In this study, we introduce a new methodology for determining exposure time thresholds for TPF imaging of painted artworks. We monitored the alterations in fluorescence intensity of six different acrylic paints while increasing the acquisition time for several laser power values. Specifically, we measured the laser-induced fluctuations in fluorescence intensity, namely fading or enhancement of the emitted fluorescence, with a maximum exposure time of 440 s, based on our previous experience with paint materials. For each specimen, we determined the maximum safe exposure time as a function of both the average and the peak laser power.
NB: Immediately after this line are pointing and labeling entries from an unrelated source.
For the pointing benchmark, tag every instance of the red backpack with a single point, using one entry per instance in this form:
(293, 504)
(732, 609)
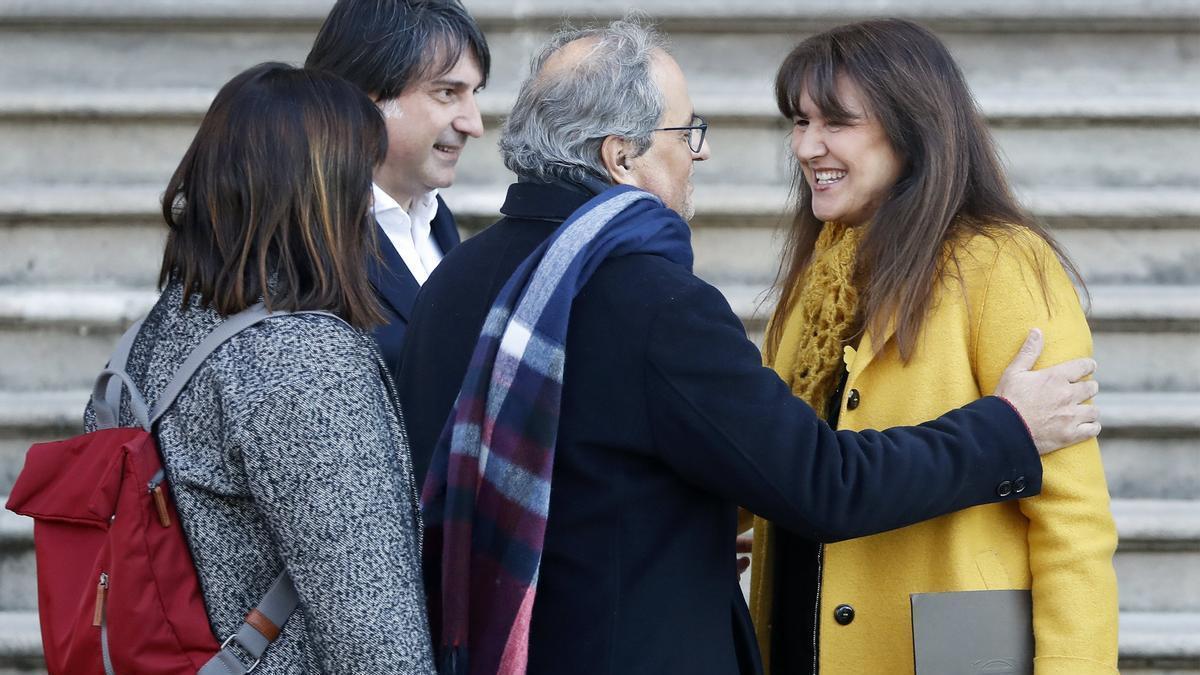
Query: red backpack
(117, 589)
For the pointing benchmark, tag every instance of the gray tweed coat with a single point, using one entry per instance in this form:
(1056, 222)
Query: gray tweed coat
(285, 451)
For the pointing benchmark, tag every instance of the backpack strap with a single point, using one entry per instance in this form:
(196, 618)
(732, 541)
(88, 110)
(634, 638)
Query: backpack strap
(261, 627)
(225, 330)
(263, 623)
(108, 383)
(108, 405)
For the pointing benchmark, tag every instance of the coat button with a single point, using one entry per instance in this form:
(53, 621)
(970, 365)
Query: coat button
(852, 400)
(844, 614)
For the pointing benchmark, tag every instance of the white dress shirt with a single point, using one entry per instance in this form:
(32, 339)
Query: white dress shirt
(409, 232)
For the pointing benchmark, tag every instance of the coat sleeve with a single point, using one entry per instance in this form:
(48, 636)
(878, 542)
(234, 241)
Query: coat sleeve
(732, 426)
(1071, 536)
(324, 472)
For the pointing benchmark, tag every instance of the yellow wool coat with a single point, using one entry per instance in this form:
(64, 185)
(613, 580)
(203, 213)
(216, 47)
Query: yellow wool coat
(1059, 543)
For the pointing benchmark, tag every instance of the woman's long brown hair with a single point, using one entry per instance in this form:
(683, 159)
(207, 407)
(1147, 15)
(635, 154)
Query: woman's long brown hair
(273, 198)
(952, 184)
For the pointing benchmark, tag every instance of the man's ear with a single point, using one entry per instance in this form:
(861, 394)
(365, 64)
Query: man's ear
(616, 155)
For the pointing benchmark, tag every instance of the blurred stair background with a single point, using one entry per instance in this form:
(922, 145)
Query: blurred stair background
(1096, 105)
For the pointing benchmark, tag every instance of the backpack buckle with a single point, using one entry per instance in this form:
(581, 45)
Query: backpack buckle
(227, 643)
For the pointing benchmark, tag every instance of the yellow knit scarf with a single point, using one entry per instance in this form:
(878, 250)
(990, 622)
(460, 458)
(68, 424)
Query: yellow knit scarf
(821, 321)
(809, 358)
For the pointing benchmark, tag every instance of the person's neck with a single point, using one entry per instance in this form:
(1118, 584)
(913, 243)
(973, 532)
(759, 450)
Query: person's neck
(402, 197)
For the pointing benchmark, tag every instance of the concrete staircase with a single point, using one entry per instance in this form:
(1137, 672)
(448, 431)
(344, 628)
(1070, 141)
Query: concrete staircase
(1096, 105)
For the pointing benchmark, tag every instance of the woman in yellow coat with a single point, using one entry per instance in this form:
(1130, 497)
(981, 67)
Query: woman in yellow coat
(909, 281)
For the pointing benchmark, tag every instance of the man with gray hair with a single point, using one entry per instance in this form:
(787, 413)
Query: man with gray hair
(591, 413)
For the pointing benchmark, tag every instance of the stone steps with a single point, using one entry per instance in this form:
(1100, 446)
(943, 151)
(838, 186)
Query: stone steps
(87, 233)
(131, 143)
(1151, 441)
(1087, 46)
(1147, 338)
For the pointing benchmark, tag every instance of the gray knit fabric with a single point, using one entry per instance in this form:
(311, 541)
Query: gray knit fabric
(286, 451)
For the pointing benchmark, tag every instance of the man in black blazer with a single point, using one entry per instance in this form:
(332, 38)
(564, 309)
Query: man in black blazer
(423, 63)
(669, 420)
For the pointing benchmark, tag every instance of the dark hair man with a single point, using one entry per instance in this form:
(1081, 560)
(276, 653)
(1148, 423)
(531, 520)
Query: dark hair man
(421, 61)
(665, 417)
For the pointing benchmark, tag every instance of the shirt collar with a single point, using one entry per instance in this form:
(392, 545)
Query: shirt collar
(421, 205)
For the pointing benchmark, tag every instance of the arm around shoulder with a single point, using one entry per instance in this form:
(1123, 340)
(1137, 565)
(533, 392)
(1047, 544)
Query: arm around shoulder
(1071, 532)
(731, 425)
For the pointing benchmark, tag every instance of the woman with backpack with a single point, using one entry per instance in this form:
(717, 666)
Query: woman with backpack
(910, 278)
(286, 452)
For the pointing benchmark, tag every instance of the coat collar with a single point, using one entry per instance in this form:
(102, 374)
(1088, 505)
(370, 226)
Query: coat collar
(555, 202)
(857, 359)
(390, 276)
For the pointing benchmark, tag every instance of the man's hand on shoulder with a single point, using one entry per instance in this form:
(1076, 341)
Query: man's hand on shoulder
(1051, 400)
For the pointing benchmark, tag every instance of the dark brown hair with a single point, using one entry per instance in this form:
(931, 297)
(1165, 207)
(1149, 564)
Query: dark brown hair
(273, 198)
(952, 184)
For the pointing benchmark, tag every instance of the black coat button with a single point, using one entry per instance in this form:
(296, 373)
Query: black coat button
(852, 400)
(844, 614)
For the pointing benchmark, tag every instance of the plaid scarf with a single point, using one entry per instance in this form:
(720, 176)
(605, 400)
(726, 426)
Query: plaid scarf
(487, 495)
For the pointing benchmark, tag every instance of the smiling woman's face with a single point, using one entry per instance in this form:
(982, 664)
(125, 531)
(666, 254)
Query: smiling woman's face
(849, 163)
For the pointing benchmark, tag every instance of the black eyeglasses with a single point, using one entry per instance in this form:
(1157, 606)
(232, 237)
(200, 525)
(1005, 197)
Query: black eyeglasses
(699, 127)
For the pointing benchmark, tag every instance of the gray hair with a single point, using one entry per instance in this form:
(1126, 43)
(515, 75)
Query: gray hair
(561, 119)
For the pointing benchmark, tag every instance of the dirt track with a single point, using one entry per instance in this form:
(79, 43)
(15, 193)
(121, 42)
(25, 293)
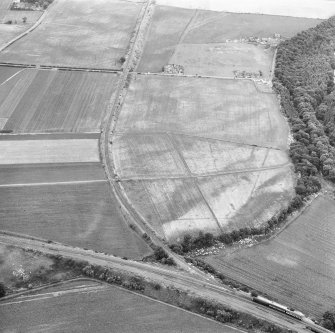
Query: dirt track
(179, 279)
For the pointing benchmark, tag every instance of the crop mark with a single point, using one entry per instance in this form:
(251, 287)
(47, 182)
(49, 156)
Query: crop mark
(191, 176)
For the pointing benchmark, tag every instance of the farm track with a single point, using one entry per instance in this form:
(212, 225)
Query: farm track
(187, 282)
(213, 139)
(191, 175)
(108, 130)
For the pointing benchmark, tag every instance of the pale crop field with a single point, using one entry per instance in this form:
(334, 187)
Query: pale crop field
(229, 110)
(187, 37)
(79, 33)
(223, 59)
(49, 151)
(35, 101)
(300, 8)
(83, 215)
(297, 267)
(205, 157)
(139, 156)
(200, 154)
(106, 308)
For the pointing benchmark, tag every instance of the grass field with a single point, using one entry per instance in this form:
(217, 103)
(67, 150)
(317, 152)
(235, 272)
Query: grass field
(35, 101)
(50, 173)
(83, 215)
(297, 267)
(186, 37)
(300, 8)
(229, 110)
(49, 151)
(104, 308)
(79, 33)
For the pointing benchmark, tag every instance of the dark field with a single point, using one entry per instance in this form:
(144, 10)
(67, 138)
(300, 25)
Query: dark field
(297, 268)
(54, 101)
(83, 215)
(99, 309)
(50, 173)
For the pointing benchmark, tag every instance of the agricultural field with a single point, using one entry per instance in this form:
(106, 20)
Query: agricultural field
(295, 268)
(80, 34)
(298, 8)
(200, 154)
(227, 110)
(197, 39)
(49, 151)
(223, 59)
(78, 214)
(35, 101)
(86, 306)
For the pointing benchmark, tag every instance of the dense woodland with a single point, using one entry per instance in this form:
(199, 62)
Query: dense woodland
(304, 79)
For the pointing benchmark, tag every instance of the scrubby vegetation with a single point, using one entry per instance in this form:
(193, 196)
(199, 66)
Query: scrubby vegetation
(328, 320)
(304, 80)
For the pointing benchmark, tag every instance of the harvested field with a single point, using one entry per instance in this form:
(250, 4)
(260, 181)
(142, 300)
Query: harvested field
(138, 155)
(80, 34)
(244, 200)
(172, 207)
(223, 59)
(86, 306)
(229, 110)
(180, 31)
(50, 173)
(201, 154)
(297, 267)
(16, 16)
(55, 101)
(49, 151)
(205, 157)
(299, 8)
(83, 215)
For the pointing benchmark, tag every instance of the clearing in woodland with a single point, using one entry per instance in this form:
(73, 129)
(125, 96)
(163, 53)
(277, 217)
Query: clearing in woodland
(297, 267)
(197, 39)
(225, 143)
(79, 33)
(33, 101)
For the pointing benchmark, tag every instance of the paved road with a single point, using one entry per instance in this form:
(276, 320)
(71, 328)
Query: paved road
(189, 282)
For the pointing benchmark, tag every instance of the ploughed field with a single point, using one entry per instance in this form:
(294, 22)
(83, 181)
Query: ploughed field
(210, 43)
(297, 8)
(85, 306)
(79, 33)
(54, 187)
(34, 101)
(201, 154)
(297, 267)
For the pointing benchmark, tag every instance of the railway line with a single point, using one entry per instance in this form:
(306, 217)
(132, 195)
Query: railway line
(169, 277)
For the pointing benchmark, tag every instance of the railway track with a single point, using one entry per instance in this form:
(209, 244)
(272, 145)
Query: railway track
(189, 283)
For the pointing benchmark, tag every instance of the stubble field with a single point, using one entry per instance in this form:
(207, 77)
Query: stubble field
(80, 34)
(297, 267)
(33, 101)
(197, 40)
(195, 154)
(78, 308)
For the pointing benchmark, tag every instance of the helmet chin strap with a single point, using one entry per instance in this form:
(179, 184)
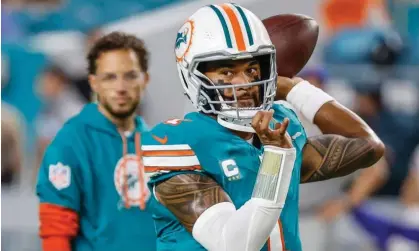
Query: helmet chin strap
(233, 126)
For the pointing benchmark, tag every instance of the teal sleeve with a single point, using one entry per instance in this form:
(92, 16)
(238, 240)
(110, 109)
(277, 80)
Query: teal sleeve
(58, 177)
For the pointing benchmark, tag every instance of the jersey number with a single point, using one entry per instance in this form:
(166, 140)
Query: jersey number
(231, 170)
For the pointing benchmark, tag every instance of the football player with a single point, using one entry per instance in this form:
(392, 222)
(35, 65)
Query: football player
(226, 178)
(89, 182)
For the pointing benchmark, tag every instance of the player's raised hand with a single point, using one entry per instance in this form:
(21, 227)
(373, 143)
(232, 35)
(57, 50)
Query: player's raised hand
(276, 137)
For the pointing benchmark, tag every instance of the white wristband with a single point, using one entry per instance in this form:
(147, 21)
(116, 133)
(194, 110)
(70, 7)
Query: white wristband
(308, 99)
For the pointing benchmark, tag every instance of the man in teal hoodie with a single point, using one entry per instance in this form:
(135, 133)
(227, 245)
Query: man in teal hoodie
(89, 185)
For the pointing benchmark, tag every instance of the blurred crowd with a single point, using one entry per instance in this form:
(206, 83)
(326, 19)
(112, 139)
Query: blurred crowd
(369, 62)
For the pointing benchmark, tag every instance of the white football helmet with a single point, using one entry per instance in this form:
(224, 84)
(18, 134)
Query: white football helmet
(225, 32)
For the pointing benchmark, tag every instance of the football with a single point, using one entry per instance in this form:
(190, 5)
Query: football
(295, 37)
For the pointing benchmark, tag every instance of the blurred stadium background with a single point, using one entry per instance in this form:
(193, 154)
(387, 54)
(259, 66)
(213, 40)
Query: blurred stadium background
(367, 57)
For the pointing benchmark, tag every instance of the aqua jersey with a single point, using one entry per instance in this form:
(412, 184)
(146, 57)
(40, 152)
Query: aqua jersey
(199, 144)
(82, 171)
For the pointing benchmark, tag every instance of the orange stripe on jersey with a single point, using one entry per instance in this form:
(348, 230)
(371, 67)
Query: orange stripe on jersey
(282, 235)
(152, 169)
(238, 34)
(168, 153)
(58, 226)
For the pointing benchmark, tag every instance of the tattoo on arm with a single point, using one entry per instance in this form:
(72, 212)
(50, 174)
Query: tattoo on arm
(187, 196)
(331, 156)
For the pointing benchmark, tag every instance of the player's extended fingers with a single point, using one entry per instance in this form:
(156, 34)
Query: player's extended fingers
(284, 125)
(266, 120)
(256, 121)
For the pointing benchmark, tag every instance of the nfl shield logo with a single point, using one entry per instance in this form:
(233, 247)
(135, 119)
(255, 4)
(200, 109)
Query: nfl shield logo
(60, 175)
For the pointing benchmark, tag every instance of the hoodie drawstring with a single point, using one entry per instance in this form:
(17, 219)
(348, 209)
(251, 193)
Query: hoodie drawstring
(141, 174)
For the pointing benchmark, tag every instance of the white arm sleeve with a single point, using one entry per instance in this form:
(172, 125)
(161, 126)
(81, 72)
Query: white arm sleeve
(223, 228)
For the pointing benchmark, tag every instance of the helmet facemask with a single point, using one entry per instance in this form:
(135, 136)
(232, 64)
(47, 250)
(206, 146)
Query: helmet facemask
(230, 111)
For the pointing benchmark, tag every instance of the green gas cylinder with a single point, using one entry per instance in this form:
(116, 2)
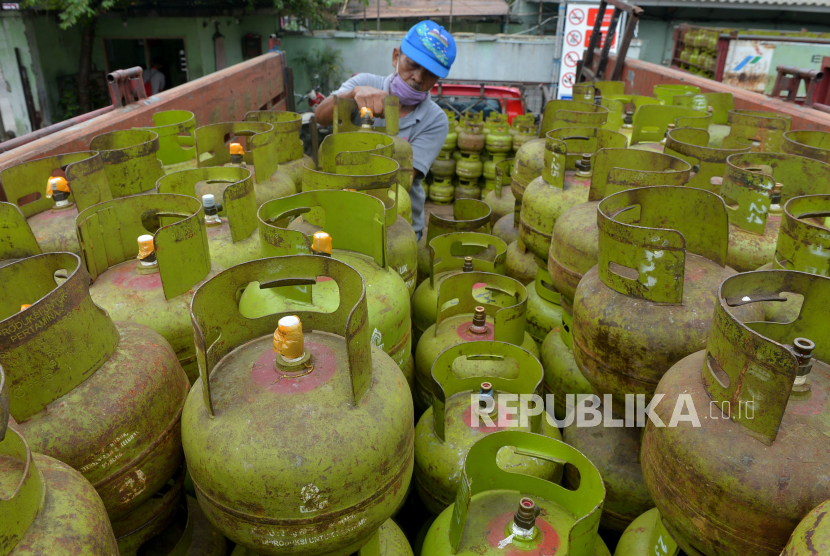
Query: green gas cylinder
(289, 146)
(450, 254)
(315, 389)
(499, 315)
(762, 131)
(656, 265)
(756, 394)
(354, 233)
(812, 144)
(254, 147)
(46, 507)
(653, 121)
(468, 215)
(102, 397)
(803, 245)
(455, 422)
(500, 199)
(574, 252)
(647, 536)
(229, 203)
(484, 520)
(614, 449)
(146, 254)
(175, 129)
(812, 536)
(129, 158)
(361, 161)
(50, 191)
(755, 186)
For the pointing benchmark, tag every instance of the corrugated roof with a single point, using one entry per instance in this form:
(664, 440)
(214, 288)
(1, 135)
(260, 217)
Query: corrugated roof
(424, 8)
(798, 5)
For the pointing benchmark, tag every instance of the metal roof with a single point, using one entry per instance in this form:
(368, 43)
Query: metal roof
(791, 5)
(355, 9)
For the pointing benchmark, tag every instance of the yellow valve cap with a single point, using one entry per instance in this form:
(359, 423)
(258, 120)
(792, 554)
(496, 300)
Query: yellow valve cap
(56, 184)
(321, 243)
(146, 247)
(288, 338)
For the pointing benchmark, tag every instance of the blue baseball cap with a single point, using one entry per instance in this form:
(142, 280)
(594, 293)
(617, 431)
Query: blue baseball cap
(431, 46)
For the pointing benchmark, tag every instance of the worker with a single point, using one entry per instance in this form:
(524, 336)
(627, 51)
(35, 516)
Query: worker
(425, 55)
Our main outcome is that the time threshold decreases following a specific trend for each acrylic paint, entailing that the nonlinear order of the optical interaction causing damage is peculiar for each sample. This proof-of-concept study provides valuable insights for optimizing the signal-to-noise ratio (SNR) and the imaging depth without inducing any damage when using TPF microscopy to image acrylic paintings. Although these results are limited to a specific excitation wavelength (800 nm), this methodology offers the potential to be replicated in future studies with different excitation wavelengths and/or contrast mechanisms. The data obtained will contribute to establishing safe protocols for the application of NLOMs on real artworks, thereby enabling the full potential of these promising techniques to be effectively harnessed in non-invasive analytical studies.

This work has received funding from European Union—Next Generation EU in the framework of the research programs: PRIN 2022, Project 2022Y9YP9C (ALIAS) and PNRR H2IOSC (Humanities and Cultural Heritage Italian Open Science Cloud) Project (IR0000029), CUP_B63C22000730005 and from Regione Toscana (PORFSE2014–2020, 'Giovanisì', Intervention Program 'CNR4C', CUP B15J19001040004). The contents reflect only the authors' view, and the European Commission is not responsible for any use that may be made of the information it contains.

The data cannot be made publicly available upon publication because no suitable repository exists for hosting data in this field of study. The data that support the findings of this study are available upon reasonable request from the authors.

The authors declare no conflicts of interest.